Muy wena, manque yo no creibo que tenga que hacerle a la copiadora con tantisima inspiracion que se carga en la sesera. Muy buena veta la de aste que siempre da con que deleitar al pupila y sus eternos pupilos. Saludotes mai







.


----------



## philly (Jun 13, 2010)

A masterpiece for sure. 
Philly


----------



## e~shot (Jun 3, 2010)

mouthwatering


----------



## lightleak (Jan 30, 2012)

Beautiful shape and impressive wood structure, really like it!


----------



## Chepo69 (May 1, 2010)

newconvert said:


> Beautiful shape and impressive wood structure, really like it!


Thanks friend


----------



## akmslingshots (Mar 2, 2012)

absolutely stunning


----------



## The Gopher (Aug 25, 2010)

Gosh i love your slingshots... and your photography.


----------



## Pro-Shot (UK) Catapults (Apr 21, 2010)

The Milbro "BEAST" nice work


----------



## Sean (Nov 17, 2011)

Yes, it's a really nice job indeed!

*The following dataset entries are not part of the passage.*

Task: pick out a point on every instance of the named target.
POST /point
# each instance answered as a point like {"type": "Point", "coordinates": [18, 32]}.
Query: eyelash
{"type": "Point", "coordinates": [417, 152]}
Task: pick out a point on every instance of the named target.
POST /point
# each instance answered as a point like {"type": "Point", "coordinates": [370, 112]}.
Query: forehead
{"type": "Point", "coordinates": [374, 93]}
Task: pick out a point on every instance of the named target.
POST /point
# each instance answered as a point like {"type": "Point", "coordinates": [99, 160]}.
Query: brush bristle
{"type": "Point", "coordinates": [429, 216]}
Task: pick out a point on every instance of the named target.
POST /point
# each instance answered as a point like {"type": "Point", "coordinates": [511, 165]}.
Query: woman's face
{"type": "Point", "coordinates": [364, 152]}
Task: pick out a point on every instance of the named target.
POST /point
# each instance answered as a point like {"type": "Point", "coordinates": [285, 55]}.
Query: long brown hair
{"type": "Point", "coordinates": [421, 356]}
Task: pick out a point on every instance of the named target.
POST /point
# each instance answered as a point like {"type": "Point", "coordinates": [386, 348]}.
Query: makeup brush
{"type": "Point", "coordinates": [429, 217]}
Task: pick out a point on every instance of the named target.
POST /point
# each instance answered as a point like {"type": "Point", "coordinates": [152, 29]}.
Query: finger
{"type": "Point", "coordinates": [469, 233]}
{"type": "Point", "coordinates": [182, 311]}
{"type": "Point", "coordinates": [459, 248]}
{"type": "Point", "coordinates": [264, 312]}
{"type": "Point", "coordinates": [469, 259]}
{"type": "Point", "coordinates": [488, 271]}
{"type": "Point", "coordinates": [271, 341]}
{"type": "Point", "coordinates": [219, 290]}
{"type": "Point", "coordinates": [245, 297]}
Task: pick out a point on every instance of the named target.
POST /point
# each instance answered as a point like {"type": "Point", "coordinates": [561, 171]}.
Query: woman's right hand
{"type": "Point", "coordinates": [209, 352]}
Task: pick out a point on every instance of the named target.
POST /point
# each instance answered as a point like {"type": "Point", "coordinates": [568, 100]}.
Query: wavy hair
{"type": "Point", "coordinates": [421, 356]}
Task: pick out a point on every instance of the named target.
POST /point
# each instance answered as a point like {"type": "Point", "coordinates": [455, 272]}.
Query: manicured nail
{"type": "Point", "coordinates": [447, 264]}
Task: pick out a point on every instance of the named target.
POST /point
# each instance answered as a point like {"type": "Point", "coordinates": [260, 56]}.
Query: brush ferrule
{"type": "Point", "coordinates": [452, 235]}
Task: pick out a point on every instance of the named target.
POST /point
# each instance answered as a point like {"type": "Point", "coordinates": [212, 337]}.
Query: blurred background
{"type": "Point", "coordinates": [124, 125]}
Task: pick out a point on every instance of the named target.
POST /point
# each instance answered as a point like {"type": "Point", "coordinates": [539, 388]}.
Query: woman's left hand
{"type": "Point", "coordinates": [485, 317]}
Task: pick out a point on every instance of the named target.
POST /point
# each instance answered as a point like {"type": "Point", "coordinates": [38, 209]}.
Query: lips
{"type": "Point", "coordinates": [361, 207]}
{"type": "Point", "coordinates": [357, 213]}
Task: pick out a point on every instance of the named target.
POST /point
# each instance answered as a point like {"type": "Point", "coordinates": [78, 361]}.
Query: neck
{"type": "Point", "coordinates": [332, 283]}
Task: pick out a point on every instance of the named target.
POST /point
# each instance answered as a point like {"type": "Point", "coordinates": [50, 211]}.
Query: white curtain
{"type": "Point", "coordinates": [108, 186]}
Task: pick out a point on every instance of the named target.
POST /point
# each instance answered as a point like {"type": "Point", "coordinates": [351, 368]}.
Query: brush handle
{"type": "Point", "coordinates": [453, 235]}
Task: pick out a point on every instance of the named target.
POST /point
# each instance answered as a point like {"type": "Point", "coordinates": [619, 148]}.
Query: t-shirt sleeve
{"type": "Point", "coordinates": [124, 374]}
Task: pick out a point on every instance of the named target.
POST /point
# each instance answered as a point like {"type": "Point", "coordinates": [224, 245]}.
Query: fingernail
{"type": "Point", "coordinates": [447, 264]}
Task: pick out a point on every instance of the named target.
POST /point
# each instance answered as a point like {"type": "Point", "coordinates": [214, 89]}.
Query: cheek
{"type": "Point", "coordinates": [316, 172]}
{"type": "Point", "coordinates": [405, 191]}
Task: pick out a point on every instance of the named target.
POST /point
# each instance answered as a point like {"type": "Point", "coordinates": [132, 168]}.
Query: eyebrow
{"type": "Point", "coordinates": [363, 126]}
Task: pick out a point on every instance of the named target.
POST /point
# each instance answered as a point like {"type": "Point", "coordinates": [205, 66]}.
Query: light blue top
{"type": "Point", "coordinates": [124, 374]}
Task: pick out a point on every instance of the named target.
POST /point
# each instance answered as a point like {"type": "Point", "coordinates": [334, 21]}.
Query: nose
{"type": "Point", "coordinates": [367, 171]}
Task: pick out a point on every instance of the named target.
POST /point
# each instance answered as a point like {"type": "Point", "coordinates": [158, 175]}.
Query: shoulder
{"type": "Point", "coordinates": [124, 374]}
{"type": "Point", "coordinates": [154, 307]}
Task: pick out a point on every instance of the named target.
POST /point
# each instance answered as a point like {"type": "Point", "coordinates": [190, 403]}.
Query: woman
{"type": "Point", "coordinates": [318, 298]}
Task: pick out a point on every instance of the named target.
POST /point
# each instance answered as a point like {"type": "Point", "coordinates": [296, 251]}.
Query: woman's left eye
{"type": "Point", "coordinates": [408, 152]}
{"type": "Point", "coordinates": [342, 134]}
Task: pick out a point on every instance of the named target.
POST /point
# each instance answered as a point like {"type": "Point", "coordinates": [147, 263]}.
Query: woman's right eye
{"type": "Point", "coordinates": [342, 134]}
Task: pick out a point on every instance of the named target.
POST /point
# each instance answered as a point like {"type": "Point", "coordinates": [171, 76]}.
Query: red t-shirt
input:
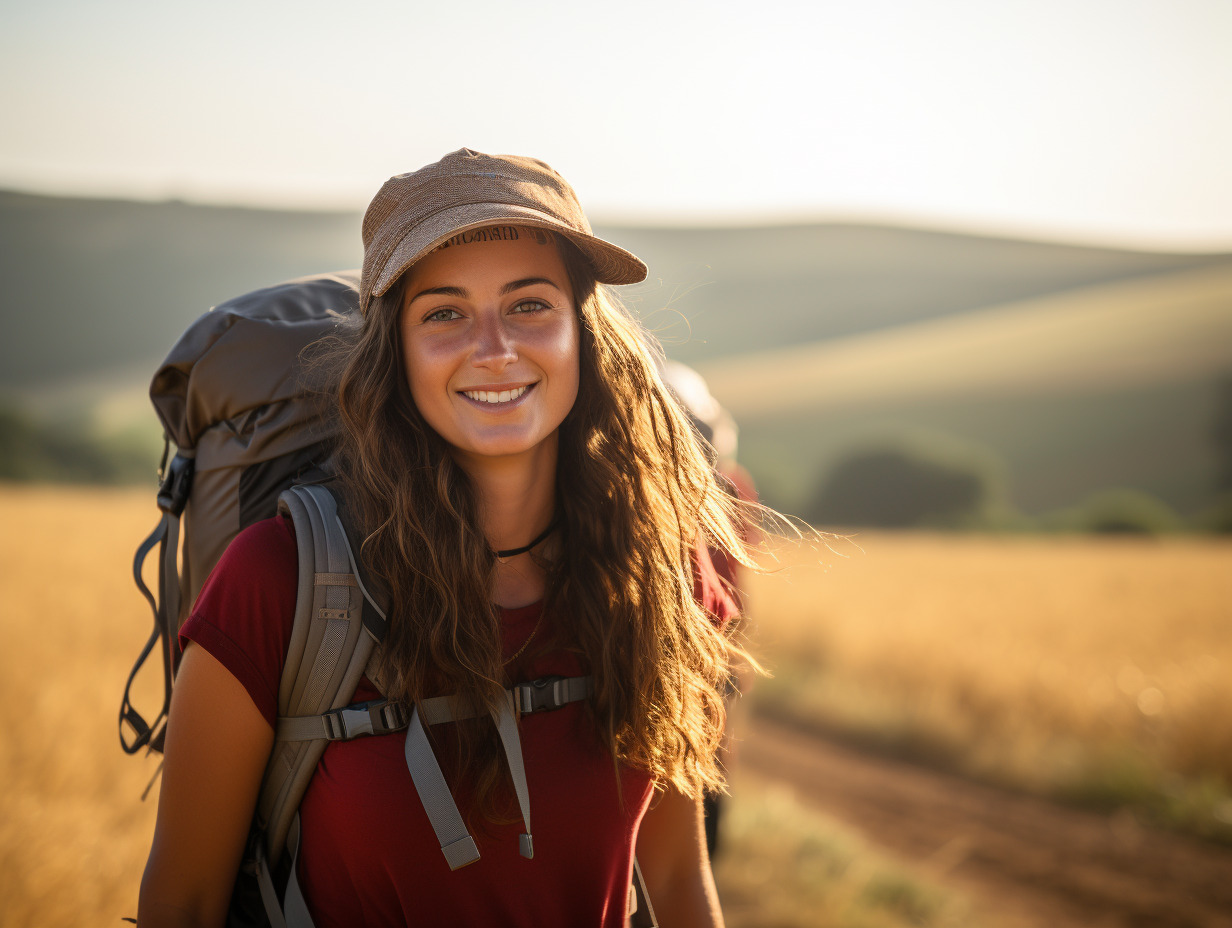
{"type": "Point", "coordinates": [368, 854]}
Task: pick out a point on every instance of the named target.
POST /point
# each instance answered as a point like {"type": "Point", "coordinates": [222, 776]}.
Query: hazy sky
{"type": "Point", "coordinates": [1086, 118]}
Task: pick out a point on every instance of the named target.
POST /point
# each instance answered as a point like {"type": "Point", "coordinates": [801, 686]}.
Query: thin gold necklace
{"type": "Point", "coordinates": [534, 631]}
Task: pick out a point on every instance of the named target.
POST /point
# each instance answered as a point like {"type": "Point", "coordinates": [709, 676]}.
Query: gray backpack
{"type": "Point", "coordinates": [253, 435]}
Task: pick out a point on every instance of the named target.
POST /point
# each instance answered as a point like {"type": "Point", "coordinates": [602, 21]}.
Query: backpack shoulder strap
{"type": "Point", "coordinates": [332, 641]}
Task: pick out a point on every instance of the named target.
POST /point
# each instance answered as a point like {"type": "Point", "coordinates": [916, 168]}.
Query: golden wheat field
{"type": "Point", "coordinates": [1097, 668]}
{"type": "Point", "coordinates": [1073, 639]}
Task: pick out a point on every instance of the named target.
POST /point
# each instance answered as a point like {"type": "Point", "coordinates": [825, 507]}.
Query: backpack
{"type": "Point", "coordinates": [245, 409]}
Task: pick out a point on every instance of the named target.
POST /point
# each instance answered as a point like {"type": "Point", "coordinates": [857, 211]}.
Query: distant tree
{"type": "Point", "coordinates": [903, 487]}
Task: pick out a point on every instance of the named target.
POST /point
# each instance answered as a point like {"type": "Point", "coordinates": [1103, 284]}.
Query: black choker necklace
{"type": "Point", "coordinates": [524, 549]}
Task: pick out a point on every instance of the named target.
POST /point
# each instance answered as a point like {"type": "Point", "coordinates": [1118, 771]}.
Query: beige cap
{"type": "Point", "coordinates": [413, 213]}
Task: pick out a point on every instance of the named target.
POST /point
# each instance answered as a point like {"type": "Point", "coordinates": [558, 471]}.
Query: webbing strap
{"type": "Point", "coordinates": [295, 907]}
{"type": "Point", "coordinates": [442, 812]}
{"type": "Point", "coordinates": [381, 716]}
{"type": "Point", "coordinates": [269, 894]}
{"type": "Point", "coordinates": [506, 726]}
{"type": "Point", "coordinates": [641, 912]}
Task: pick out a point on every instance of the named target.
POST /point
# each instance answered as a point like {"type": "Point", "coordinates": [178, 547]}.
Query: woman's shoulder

It's really the wood structure that I am always amazed at with these slingshots of yours Chepo.


----------



## mckee (Oct 28, 2010)

wow beautiful Job chepo looks very traditional !


----------



## Daniel J (Dec 15, 2010)

send it to pete for casting? and nice slingshot and photography.


----------



## Chepo69 (May 1, 2010)

akmslingshots said:


> send it to pete for casting? and nice slingshot and photography.


Perhaps there is some competition on that?

I do not know.


----------



## harson (Oct 21, 2011)

very nice


----------